Among these famous Liverpudlians (or “Scousers”) are Paul McCartney, John Lennon, George Harrison and Ringo Starr. Beatles tourism has blossomed in the proud city, where tours of significant sites such as former residences are available in abundance. Modern Liverpool is not content to rest on its laurels, however, and its buzzing music scene draws acclaimed groups and artists from throughout the globe to perform at its many excellent music venues. The Echo Arena, for instance, seats up to 10,600 attendees of concerts by internationally-renowned musicians or events such as the MTV Europe Music Awards or the Davis Cup tennis competition.
The arena opened in 2008, which was the year that Liverpool was granted the title European Capital of Culture, an accolade which raised the city’s profile within England and internationally.
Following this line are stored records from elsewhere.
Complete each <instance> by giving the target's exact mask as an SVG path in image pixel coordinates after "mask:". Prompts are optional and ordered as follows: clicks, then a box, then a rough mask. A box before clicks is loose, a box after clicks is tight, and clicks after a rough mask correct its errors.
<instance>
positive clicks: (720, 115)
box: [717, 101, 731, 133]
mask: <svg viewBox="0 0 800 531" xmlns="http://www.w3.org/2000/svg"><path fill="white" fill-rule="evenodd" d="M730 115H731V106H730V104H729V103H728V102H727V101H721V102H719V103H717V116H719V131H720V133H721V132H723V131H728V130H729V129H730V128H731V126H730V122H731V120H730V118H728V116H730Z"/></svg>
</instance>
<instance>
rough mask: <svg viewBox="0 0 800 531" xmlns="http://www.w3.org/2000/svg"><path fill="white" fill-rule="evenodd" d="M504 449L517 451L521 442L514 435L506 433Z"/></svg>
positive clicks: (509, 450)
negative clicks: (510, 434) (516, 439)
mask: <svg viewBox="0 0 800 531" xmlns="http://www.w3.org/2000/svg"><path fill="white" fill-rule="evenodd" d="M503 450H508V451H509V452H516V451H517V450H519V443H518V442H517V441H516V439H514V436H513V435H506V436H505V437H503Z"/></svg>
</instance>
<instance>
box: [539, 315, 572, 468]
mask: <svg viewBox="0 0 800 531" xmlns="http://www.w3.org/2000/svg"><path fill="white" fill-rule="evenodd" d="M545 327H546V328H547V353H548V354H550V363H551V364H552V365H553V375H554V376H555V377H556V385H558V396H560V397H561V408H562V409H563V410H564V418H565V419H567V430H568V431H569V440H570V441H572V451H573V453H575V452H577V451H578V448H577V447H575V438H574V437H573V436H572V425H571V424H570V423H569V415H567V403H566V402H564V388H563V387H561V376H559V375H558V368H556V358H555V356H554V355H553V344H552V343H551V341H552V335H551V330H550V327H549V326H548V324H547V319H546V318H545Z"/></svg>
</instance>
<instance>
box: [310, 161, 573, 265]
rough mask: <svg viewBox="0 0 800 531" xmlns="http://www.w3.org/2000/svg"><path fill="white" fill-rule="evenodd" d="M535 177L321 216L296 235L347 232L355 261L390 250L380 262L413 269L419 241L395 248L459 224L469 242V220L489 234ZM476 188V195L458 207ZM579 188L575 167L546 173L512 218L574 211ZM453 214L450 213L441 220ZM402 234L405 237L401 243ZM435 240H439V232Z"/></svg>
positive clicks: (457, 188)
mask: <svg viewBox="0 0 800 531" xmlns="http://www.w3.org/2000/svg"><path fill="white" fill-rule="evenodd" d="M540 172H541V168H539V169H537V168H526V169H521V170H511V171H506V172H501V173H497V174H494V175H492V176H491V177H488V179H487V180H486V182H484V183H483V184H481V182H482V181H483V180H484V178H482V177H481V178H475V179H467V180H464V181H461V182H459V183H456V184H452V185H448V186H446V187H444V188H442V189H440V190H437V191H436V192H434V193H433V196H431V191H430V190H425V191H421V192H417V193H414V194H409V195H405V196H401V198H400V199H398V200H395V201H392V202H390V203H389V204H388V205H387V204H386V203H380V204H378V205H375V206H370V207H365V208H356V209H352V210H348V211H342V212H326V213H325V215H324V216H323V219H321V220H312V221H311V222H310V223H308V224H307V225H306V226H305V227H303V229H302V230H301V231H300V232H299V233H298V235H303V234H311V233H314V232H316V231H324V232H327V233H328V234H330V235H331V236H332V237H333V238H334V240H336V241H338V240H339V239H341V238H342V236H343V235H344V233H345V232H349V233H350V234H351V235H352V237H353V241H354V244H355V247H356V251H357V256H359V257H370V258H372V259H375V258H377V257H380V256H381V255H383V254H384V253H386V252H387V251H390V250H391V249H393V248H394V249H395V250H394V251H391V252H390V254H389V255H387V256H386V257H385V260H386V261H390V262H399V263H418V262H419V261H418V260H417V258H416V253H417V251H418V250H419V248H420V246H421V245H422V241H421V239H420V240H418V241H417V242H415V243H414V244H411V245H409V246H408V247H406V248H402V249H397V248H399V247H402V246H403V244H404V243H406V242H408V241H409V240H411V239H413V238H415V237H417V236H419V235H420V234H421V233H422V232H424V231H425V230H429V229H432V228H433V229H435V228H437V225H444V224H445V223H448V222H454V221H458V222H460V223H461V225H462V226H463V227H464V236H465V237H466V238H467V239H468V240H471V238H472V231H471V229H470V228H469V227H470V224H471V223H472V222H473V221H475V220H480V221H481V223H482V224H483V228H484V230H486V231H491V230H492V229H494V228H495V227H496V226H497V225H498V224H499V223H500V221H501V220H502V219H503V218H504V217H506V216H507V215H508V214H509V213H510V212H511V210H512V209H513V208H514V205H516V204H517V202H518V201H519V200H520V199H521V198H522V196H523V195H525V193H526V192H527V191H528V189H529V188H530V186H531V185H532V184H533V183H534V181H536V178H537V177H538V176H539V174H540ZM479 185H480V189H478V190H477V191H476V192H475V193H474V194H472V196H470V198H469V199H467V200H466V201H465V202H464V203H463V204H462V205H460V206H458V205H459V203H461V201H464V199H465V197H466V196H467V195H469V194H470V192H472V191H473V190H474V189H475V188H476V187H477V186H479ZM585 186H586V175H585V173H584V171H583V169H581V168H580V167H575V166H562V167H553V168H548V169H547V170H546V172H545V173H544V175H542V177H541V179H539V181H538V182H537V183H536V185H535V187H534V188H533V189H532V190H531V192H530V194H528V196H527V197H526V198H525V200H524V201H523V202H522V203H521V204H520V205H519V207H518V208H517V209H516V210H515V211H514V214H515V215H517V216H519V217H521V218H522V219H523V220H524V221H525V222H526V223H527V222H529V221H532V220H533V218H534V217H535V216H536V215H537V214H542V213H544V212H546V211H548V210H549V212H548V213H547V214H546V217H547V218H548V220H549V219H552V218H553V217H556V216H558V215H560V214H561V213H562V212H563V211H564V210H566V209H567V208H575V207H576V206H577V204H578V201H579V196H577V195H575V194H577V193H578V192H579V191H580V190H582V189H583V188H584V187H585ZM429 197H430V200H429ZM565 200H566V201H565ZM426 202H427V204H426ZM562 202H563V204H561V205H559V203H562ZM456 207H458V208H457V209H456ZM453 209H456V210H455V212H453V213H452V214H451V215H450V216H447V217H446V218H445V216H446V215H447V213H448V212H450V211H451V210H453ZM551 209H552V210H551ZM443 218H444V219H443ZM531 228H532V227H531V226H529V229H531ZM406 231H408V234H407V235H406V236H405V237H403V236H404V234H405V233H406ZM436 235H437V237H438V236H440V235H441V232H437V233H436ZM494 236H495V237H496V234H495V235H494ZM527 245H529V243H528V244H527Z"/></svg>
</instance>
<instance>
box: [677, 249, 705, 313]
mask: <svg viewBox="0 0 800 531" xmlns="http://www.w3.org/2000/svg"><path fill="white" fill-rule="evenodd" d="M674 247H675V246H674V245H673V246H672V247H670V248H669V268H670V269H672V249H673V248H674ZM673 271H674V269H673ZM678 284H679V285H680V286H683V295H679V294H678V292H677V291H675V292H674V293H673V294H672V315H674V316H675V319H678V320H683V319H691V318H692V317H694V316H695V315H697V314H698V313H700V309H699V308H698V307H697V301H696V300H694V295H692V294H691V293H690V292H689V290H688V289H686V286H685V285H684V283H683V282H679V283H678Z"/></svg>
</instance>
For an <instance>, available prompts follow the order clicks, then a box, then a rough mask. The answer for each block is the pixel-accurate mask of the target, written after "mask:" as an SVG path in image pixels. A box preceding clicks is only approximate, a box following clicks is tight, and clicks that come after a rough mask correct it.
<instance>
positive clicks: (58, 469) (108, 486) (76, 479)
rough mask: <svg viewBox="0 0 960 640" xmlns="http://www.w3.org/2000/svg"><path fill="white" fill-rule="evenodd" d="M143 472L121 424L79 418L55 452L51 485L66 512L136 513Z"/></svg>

With a buzz surrounding its nightlife and restaurant scene as well as a greater selection of listed buildings, museums, theatres, and galleries than any city other than the capital, there has never been a better time to book Liverpool flights and see the city for yourself.
Typical of England’s temperate climate, July and August are usually the warmest months and January and February the coolest. Rainfall occurs throughout the year, but the winter months are likely to be the wettest.
The summer months between June and September constitute Liverpool’s peak season, as during this period the weather is warmer and drier.
The city sees the fewest visitors during the winter months when weather is colder and there is more chance of rain. Spring months of May and June, however, or autumn months of October and November, are good off-peak times to visit, as they come before peak season crowding and weather is generally relatively favourable.
Central Liverpool is small enough for most major sites to be reachable easily on foot. There are also a multitude of picturesque and easy cycle routes through the city.
Buses, managed by Merseytravel and running from the city centre outward, are also available, with two main bus terminals: Queen Square, serving mainly southbound routes, and Liverpool One in Canning Street, which serves mainly north or eastbound routes.
There is also a train service operated by Merseyrail, with the three main central stations being Moorfields, Lime Street, and Central Station. Moorfields and Central offer Wirral Line and Northern Line services, and Lime Street offers City Line services, while other lines are available offering routes to Wigan, Warrington, Crewe, Preston and other locations outside the city.
If you book a flight to Liverpool, you will be flying into Liverpool J. Lennon, which is the city’s only airport. Liverpool J. Lennon (LPL) is located 12.6 km from the centre of Liverpool.